Deep Learning for Natural Language Processing: 2016-2017
This is an advanced course on natural language processing. Automatically processing natural language inputs and producing language outputs is a key component of Artificial General Intelligence. The ambiguities and noise inherent in human communication render traditional symbolic AI techniques ineffective for representing and analysing language data. Recently statistical techniques based on neural networks have achieved a number of remarkable successes in natural language processing leading to a great deal of commercial and academic interest in the field
This will be an applied course focussing on recent advances in analysing and generating speech and text using recurrent neural networks. We will introduce the mathematical definitions of the relevant machine learning models and derive their associated optimisation algorithms. The course will cover a range of applications of neural networks in NLP including analysing latent dimensions in text, transcribing speech to text, translating between languages, and answering questions. These topics will be organised into three high level themes forming a progression from understanding the use of neural networks for sequential language modelling, to understanding their use as conditional language models for transduction tasks, and finally to approaches employing these techniques in combination with other mechanisms for advanced applications. Throughout the course the practical implementation of such models on CPU and GPU hardware will also be discussed.

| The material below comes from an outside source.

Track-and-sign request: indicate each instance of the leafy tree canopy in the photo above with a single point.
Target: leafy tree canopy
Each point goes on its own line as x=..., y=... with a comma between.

This course will be lead by Phil Blunsom and delivered in partnership with the DeepMind Natural Language Research Group. Example lecturers include:
- Phil Blunsom (Oxford University and DeepMind)
- Chris Dyer (Carnegie Mellon University and DeepMind)
- Edward Grefenstette (DeepMind)
- Karl Moritz Hermann (DeepMind)
- Andrew Senior (DeepMind)
- Wang Ling (DeepMind)
- Jeremy Appleyard (NVIDIA)
After studying this course, students will:
- Understand the definition of a range of neural network models;
- Be able to derive and implement optimisation algorithms for these models
- Understand neural implementations of attention mechanisms and sequence embedding models and how these modular components can be combined to build state of the art NLP systems.
- Have an awareness of the hardware issues inherent in implementing scalable neural network models for language data.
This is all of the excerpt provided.